The transformation that we use to prove Theorem 5 is almost exactly the same as the one of Goldreich, Sahai and Vadhan [GSV98]. The main difference is that [GSV98] first perform an O(r)-fold parallel repetition of the underlying \(\mathsf {HVSZK}\) protocol, where r is its round complexity. This increases the communication complexity by a factor of r, which we cannot afford.

In contrast, in our analysis we avoid the use of parallel repetition and instead rely on the underlying protocol satisfying a stronger notion of soundness - namely, round-by-round soundness (Definition 7).

Due to space restrictions, we defer the proof of Theorem 5 to the full version [KRV21].

7 Public-Coin Malicious Verifier \(\mathsf {SZK}\) Batching for \(\mathsf {NISZK}\)

In this section we state our main theorems. The proof, which build on results established in the prior sections is deferred to the full version [KRV21]. We first state our public-coin \(\mathsf {HVSZK}\) batch verification protocol for \(\mathsf {NISZK}\).

Theorem 6

Let \(\varPi \in \mathsf {NISZK}\) and \(k = k(n) \in \mathbb {N}\) such that \(k(n) \le 2^{n^{0.01}}\) and let \(\lambda =\lambda (n) \in \mathbb {N}\) be a security parameter such that \(\lambda (n) \le n^{0.1}\). Then, \(\varPi ^{\otimes k}\) has a public-coin \(\mathsf {HVSZK}\) protocol with completeness, zero-knowledge, and round-by-round soundness errors of \(2^{-\lambda }\).

The communication complexity is \( \big ( k+{\mathsf {poly}}(n) \big )\cdot {\mathsf {poly}}(\log n,\log k,\lambda )\) and the verifier running time is \(k\cdot {\mathsf {poly}}(n,\log k, \lambda )\).

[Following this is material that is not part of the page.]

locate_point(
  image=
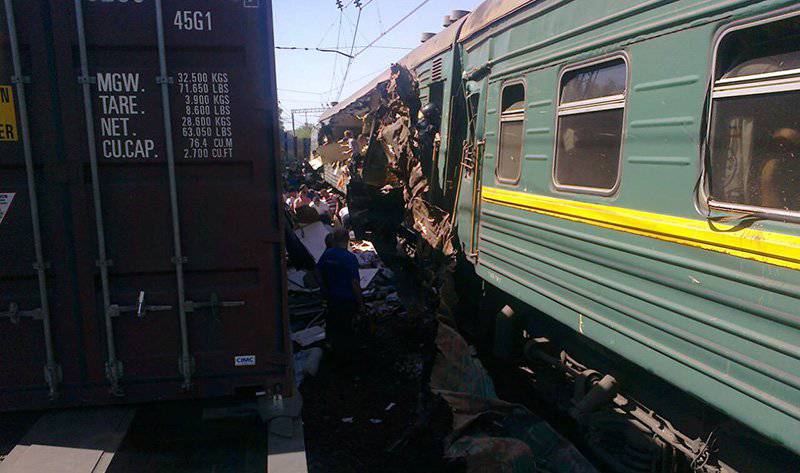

Furthermore, the protocol consists of k rounds. The length of the verifier’s first message is \({\mathsf {poly}}(n)\) and the length of each of the verifier’s other messages is \(\mathrm {polylog}(n,k,\lambda )\).

Combining Theorem 6 with Theorem 5, we get a malicious-verifier \(\mathsf {SZK}\) batch verification protocol.

Theorem 7

Let \(\varPi \in \mathsf {NISZK}\) and \(k = k(n) \in \mathbb {N}\) such that \(k(n) \le 2^{n^{0.01}}\) and let \(\lambda =\lambda (n) \in \mathbb {N}\) be a security parameter such that \(\lambda (n) \le n^{0.09}\). Then, \(\varPi ^{\otimes k}\) has a public-coin \(\mathsf {SZK}\) protocol with completeness, soundness, and zero-knowledge errors of \(2^{-\varOmega (\lambda )}\), and communication complexity of \(\big ( k+{\mathsf {poly}}(n) \big )\cdot {\mathsf {poly}}(\log n,\log k,\lambda )\). The verifier running time is \(k \cdot {\mathsf {poly}}(n,\lambda ,\log k)\) and the number of rounds is \(O(k\cdot \lambda )\).